The Pearson correlation coefficients of the corresponding columns of the standard image and the image to be recognized are calculated one by one, 86 column correlation coefficient values are obtained because the images have 86 columns in total, and the vertical direction correlation coefficient of the image to be recognized and the standard image is obtained by calculating the average value of the 86 values. Since there are 131 standard images, a 1 × 131 matrix of correlation coefficients is obtained.

(2) In the horizontal direction

The Pearson correlation coefficients of the corresponding rows of the standard image and the image to be recognized are calculated one by one, 86 row correlation coefficient values can be obtained because the images have 86 rows in total, and the horizontal direction correlation coefficient of the image to be recognized and the standard image is obtained by calculating the average value of the 86 values. Since there are a total of 131 standard images, a second matrix of 1 × 131 correlation coefficients is obtained.

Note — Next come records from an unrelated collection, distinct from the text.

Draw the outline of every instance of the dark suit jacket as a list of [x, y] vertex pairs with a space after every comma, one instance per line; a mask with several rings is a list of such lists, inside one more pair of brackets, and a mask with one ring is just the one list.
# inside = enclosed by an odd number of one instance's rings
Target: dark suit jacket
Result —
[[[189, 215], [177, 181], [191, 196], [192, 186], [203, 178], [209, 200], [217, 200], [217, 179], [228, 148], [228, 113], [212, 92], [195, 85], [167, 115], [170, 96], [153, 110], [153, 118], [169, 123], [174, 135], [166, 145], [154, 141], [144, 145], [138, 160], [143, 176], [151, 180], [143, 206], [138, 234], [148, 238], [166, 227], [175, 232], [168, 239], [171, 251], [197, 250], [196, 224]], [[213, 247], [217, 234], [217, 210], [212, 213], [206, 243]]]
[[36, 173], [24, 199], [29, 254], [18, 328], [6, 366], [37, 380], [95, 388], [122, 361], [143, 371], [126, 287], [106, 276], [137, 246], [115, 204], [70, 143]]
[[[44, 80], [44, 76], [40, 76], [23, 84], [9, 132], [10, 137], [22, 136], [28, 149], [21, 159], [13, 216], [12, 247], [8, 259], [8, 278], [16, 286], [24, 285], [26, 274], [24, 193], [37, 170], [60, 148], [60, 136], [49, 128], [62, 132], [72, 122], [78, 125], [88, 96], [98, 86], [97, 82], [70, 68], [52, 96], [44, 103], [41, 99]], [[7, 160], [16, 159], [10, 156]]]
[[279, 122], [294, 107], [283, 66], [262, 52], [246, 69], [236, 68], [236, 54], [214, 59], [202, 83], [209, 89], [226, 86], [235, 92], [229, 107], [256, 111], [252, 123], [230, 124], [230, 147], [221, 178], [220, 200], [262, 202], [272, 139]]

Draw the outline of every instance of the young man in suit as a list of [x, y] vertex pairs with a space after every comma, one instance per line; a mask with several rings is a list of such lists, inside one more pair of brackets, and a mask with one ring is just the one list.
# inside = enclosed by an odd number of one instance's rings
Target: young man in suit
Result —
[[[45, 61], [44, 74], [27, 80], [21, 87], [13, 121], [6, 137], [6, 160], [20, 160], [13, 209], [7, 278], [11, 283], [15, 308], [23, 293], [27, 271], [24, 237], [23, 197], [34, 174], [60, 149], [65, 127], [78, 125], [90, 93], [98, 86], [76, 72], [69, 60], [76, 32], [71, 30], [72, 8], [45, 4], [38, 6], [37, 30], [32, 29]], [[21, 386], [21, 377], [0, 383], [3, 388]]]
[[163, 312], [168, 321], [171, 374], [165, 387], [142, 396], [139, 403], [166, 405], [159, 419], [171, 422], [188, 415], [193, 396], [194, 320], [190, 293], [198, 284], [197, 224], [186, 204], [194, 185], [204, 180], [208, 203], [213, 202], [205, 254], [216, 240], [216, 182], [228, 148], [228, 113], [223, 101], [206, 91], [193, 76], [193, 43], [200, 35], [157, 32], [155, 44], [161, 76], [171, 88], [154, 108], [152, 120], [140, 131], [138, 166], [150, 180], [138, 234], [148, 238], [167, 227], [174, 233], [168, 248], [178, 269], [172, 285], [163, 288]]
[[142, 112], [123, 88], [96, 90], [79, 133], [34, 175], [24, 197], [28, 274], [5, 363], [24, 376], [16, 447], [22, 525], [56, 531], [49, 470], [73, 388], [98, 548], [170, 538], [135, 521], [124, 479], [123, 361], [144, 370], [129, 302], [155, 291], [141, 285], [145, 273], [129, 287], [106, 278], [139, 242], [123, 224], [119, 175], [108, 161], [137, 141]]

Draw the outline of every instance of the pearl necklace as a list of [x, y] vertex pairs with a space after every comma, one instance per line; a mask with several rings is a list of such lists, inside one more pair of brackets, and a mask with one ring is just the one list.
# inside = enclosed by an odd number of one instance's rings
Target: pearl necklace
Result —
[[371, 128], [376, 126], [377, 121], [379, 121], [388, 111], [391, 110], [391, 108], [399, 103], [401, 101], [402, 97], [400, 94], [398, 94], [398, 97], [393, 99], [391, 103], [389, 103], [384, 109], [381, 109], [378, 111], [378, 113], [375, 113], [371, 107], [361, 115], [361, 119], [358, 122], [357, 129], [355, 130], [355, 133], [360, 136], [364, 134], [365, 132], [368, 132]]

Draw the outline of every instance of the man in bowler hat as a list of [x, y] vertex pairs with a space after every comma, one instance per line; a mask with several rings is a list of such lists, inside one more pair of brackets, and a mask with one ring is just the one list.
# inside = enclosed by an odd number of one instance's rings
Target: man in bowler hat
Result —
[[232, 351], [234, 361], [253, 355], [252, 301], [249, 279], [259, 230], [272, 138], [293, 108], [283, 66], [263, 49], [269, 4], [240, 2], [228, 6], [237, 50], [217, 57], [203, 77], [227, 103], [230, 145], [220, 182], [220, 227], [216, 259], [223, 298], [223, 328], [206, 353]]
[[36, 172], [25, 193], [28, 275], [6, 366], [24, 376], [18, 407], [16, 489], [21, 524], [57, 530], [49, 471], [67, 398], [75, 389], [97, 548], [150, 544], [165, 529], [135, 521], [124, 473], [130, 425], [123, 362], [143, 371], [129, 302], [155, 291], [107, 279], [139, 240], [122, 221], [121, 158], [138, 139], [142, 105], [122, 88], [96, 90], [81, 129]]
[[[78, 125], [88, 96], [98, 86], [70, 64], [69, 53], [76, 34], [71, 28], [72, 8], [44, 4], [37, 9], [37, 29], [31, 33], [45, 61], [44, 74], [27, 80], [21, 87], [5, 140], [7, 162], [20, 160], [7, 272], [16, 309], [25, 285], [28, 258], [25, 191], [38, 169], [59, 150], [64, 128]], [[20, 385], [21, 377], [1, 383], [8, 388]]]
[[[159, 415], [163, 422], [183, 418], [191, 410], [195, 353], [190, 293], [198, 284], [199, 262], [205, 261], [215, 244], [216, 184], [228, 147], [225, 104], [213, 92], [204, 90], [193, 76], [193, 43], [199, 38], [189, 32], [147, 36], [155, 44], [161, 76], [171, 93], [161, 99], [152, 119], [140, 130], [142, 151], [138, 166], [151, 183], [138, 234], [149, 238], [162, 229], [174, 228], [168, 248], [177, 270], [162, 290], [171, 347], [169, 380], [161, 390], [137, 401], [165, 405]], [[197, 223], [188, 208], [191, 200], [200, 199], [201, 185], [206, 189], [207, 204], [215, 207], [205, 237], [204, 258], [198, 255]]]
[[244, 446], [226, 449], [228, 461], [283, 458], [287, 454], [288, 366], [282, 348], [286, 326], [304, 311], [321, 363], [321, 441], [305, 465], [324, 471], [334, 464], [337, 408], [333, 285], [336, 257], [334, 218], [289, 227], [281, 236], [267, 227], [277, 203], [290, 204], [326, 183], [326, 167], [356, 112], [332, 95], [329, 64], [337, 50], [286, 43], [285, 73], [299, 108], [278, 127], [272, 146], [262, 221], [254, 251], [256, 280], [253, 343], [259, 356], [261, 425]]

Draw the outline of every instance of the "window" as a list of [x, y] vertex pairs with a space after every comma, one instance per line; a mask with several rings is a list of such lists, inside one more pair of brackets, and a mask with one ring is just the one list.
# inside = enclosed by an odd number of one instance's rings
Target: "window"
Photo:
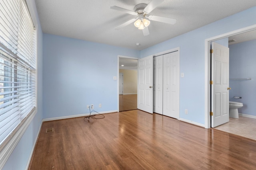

(3) In the 45 deg. direction

The calculation of the Pearson correlation coefficient in the 45 ° direction is relatively complicated, and since the pixel arrangement of the image in the 45 ° direction cannot be directly extracted, the image is rotated by 45 ° clockwise, that is, the problem of extracting the pixel arrangement in the horizontal direction is solved. And finally, obtaining a third 1 x 131 correlation coefficient matrix.

(4)135 deg. direction

Similarly to the case of the 45 ° orientation, the image is rotated clockwise by 135 ° before processing, finally, a fourth matrix of 1 × 131 correlation coefficients is obtained. And finally obtaining a 4 x 131 correlation coefficient matrix.

And calculating the average value of 4 correlation coefficients in different directions obtained by the image to be recognized and each standard image, sorting the average values in a descending order, taking the threshold value as 0.4, and if the maximum value after the sorting of the correlation coefficients is greater than 0.4, taking the value with the maximum correlation coefficient, wherein the image represented by the maximum correlation coefficient is the recognized traffic sign. And if the maximum value after the sorting of the correlation coefficients is still less than 0.4, determining that the image to be recognized is not matched in the standard library.

When the identification method based on the SURF characteristics is used, identifying the image to be identified comprises the following steps: roughly classifying the image to be detected; performing SUFR characteristic point extraction on the roughly classified images to be detected; obtaining standard feature points and descriptions of SUFR feature points of the standard images after rough classification in advance; and matching the SUFR characteristic points of the image to be detected with the standard characteristic points, and if the matching is successful, taking the description of the standard image represented by the standard characteristic points as an identification result.

The SURF (speeded up robust feature) algorithm is a robust local feature point detection and description algorithm, and the principle and implementation process are as follows:

1. constructing a Black Zi matrix

All interest points for feature extraction are generated by constructing a Hessian (blackplug matrix), and the Hessian matrix is constructed as follows:

constructing a Hessian matrix, and performing image filtering through Gaussian convolution, wherein the filtered Hessian matrix is expressed as:

when this matrix is at its maximum, the current point is brighter or darker than the other points in the neighborhood, in this way locating the location of the keypoint.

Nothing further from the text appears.